The past decade has seen exceptional progress in the identification of genetic risk factors for schizophrenia (SZ), enabling a 'genomics first' approach to psychiatry. One of the most robust genetic findings is that copy number variants (CNVs), involving the deletion or duplication of large (>1 kilobase) sections of DNA, are strongly associated with risk for SZ. These schizophrenia-associated CNVs (SZ-CNVs) offer a powerful route to understanding the neurobiological mechanisms connecting genetics to psychiatric risk. We have shown that SZ-CNVs are enriched for genes involved in synapses, especially the NMDA receptor complex, post-synaptic density and ARC complex. Furthermore, we have shown that diverse SZ-CNVs produce convergent impacts on a range of neurocognitive and psychiatric symptoms.

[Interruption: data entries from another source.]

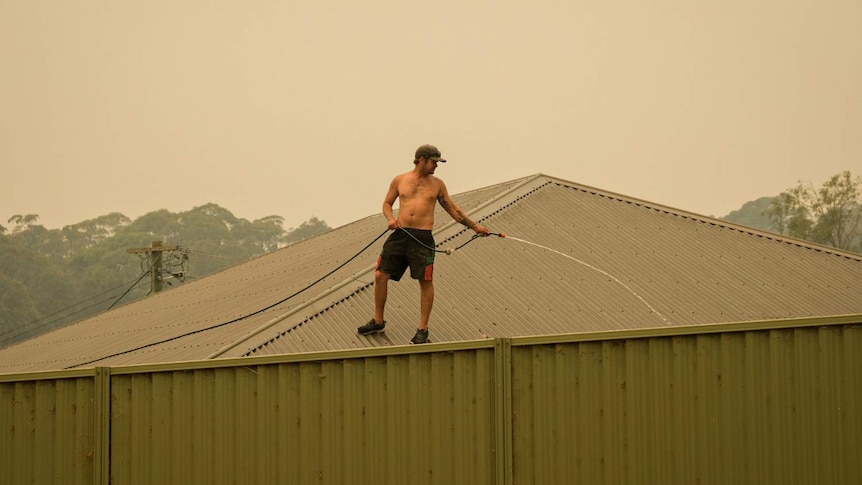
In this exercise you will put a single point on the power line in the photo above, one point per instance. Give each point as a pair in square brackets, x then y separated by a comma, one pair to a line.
[32, 326]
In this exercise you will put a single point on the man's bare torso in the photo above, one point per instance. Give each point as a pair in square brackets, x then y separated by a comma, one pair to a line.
[417, 196]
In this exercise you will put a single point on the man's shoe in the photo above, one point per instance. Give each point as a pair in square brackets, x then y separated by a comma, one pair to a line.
[371, 327]
[421, 337]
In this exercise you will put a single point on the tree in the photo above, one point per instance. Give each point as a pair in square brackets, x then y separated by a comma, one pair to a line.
[307, 229]
[754, 213]
[830, 215]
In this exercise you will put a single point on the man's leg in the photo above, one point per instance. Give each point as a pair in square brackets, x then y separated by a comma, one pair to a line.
[381, 290]
[426, 291]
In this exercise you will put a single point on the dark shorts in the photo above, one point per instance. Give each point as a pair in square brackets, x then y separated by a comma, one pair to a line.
[401, 250]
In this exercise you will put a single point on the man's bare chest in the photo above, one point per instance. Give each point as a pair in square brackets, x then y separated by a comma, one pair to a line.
[419, 189]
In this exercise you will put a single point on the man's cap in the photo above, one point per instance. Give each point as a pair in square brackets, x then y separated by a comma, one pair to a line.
[430, 152]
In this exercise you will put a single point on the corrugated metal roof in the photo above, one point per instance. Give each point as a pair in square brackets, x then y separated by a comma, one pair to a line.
[189, 322]
[690, 269]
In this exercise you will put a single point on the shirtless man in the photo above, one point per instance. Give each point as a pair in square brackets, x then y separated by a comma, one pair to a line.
[417, 191]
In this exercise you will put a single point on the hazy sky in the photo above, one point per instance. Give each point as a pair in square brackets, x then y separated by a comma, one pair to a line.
[302, 108]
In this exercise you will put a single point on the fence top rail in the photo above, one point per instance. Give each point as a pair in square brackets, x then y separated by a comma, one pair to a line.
[489, 343]
[711, 328]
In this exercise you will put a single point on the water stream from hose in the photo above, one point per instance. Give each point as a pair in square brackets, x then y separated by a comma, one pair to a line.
[614, 278]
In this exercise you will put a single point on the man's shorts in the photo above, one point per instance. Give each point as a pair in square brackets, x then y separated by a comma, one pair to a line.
[401, 250]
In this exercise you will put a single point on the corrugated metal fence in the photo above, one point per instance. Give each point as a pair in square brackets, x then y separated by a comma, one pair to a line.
[777, 402]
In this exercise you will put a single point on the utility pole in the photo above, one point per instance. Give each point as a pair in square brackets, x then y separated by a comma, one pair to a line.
[155, 255]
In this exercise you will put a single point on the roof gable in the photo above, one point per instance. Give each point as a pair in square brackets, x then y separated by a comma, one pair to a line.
[627, 259]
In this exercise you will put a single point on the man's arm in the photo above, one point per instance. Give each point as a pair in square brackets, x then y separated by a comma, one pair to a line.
[388, 201]
[456, 213]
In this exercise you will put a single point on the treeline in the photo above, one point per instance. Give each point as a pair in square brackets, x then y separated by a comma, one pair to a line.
[52, 277]
[830, 215]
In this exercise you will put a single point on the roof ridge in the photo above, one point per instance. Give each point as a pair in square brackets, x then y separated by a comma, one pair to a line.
[710, 220]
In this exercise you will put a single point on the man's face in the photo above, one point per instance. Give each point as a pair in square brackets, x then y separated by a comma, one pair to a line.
[430, 165]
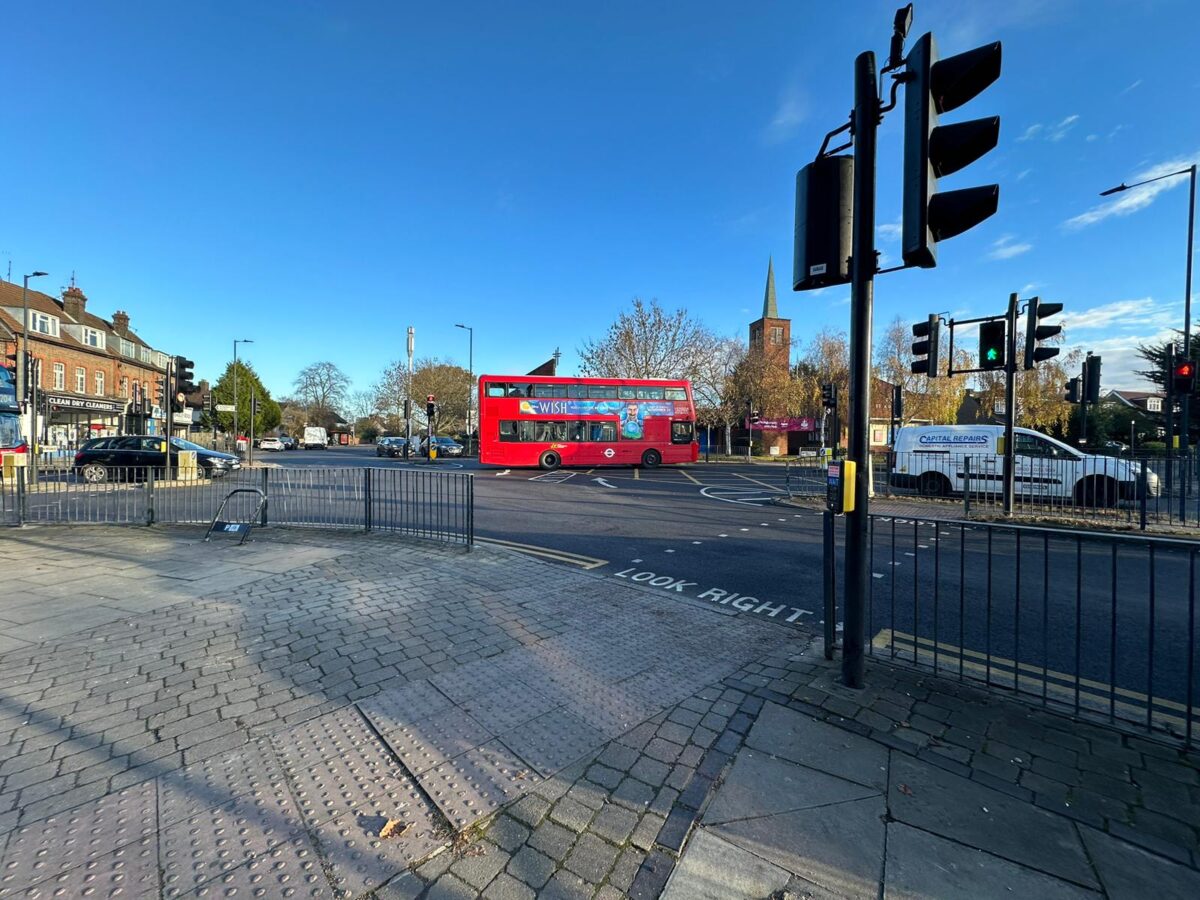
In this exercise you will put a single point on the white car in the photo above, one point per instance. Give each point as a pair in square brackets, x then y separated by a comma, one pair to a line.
[939, 460]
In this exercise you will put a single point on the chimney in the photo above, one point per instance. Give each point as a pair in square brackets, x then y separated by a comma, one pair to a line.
[73, 303]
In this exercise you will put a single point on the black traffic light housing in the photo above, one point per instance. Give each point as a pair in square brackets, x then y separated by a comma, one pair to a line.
[1183, 378]
[927, 347]
[993, 339]
[931, 150]
[1072, 391]
[1036, 334]
[1091, 379]
[184, 375]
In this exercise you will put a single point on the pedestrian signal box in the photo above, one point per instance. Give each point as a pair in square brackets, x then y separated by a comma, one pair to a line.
[840, 486]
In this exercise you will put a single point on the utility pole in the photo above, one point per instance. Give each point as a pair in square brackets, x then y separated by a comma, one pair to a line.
[408, 397]
[862, 294]
[1009, 405]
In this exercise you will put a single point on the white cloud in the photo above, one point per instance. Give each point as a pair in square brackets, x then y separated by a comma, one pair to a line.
[891, 231]
[1007, 246]
[1135, 198]
[1059, 131]
[790, 114]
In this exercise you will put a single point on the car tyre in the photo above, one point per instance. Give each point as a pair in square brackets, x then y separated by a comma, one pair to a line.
[94, 473]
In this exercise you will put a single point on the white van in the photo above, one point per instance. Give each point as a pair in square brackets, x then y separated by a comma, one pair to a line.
[315, 438]
[937, 460]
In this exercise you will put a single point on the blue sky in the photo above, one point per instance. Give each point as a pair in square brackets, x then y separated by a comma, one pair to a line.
[321, 175]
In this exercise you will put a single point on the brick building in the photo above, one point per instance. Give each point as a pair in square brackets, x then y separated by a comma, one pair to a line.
[94, 377]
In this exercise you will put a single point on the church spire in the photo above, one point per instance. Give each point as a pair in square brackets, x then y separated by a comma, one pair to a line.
[769, 309]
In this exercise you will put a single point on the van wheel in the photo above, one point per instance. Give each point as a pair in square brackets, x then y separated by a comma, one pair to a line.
[1097, 492]
[933, 484]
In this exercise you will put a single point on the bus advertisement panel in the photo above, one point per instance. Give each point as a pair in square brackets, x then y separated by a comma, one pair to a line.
[529, 420]
[10, 415]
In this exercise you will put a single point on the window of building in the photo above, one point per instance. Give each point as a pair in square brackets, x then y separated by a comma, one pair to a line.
[43, 324]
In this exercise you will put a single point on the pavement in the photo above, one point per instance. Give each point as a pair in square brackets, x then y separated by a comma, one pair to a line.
[333, 714]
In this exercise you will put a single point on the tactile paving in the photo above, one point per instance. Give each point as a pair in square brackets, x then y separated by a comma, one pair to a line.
[130, 871]
[289, 870]
[508, 706]
[213, 783]
[79, 835]
[204, 846]
[477, 784]
[325, 738]
[553, 741]
[466, 682]
[430, 742]
[371, 785]
[613, 711]
[401, 706]
[355, 859]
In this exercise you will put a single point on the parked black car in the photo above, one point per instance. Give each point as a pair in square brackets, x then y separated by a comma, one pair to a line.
[131, 456]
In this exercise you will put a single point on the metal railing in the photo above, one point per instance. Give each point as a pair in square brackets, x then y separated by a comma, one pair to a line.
[1086, 623]
[437, 505]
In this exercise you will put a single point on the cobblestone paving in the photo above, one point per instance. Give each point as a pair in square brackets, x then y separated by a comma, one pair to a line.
[258, 736]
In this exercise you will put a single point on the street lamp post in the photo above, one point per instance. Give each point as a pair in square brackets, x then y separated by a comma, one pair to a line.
[471, 396]
[23, 366]
[1187, 293]
[245, 340]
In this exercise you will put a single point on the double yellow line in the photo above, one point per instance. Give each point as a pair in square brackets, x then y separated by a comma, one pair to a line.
[558, 556]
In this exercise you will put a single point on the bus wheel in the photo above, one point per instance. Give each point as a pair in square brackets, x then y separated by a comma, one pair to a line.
[933, 485]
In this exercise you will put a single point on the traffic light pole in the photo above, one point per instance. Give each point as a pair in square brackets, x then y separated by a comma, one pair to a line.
[863, 264]
[1011, 407]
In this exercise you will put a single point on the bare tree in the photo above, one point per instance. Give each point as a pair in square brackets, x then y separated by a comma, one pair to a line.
[322, 388]
[715, 389]
[649, 342]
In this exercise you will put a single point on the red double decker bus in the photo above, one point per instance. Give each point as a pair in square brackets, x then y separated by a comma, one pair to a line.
[537, 420]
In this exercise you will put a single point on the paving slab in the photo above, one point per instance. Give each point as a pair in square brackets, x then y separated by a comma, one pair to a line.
[713, 869]
[801, 738]
[924, 867]
[1127, 871]
[957, 808]
[839, 846]
[761, 785]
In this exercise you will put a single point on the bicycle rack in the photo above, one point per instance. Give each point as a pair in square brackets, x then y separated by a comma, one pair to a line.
[241, 528]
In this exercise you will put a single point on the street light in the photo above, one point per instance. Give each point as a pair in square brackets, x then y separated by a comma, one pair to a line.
[1185, 412]
[245, 340]
[471, 397]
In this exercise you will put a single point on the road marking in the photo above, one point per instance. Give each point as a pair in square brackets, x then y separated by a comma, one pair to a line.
[558, 556]
[1059, 685]
[718, 595]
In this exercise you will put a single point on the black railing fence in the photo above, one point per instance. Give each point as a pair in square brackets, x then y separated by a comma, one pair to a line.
[437, 505]
[1086, 623]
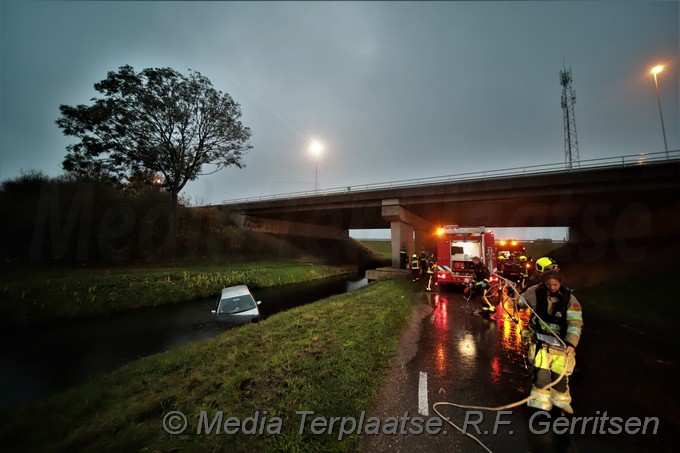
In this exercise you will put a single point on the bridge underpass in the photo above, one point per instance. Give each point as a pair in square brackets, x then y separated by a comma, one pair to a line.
[597, 204]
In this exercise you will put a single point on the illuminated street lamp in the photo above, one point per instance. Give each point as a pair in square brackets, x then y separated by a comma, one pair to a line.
[315, 147]
[655, 70]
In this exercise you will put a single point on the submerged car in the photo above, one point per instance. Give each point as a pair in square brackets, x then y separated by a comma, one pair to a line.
[237, 305]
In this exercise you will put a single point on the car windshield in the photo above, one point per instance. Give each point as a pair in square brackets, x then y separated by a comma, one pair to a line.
[236, 304]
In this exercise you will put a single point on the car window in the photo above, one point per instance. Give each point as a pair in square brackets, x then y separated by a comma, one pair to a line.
[236, 304]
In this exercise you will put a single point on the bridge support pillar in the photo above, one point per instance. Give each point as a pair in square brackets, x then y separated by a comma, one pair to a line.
[402, 224]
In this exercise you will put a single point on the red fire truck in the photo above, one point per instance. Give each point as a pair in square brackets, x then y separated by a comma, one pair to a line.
[455, 248]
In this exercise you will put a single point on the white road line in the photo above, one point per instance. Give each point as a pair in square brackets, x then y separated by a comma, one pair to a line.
[423, 407]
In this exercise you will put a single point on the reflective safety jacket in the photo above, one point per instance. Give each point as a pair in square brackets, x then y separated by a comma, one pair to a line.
[481, 274]
[561, 313]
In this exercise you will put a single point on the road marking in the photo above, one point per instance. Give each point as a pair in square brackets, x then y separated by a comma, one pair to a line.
[423, 408]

In this proposal we will examine the neural basis of this convergence across SZ-CNVs. We will use magnetoencephalography (MEG) to investigate the impacts of CNVs on cortical activity and functional connectivity in human SZ-CNV carriers, building on our pilot data. We will in parallel study mice bearing syntenic CNVs enabling us to investigate the cellular and circuit-level causes of these MEG connectivity changes using EEG, local field potential recordings and linear electrode arrays. Finally, we will study the functional connectivity of human neurons derived from carriers of SZ-CNVs using induced pluripotent stem cell technology.

To integrate data across these different methods we will apply computational modelling to develop a model of the impact of SZ-CNVs on cortical circuits. These models will be evaluated pharmacologically and by investigating their ability to predict psychiatric symptoms and neurocognitive impairments in SZ-CNV carriers. The insights we will gain will provide a better understanding of the pathological effects of CNVs and support genomically-informed approaches to the diagnosis and treatment of psychiatric disorders.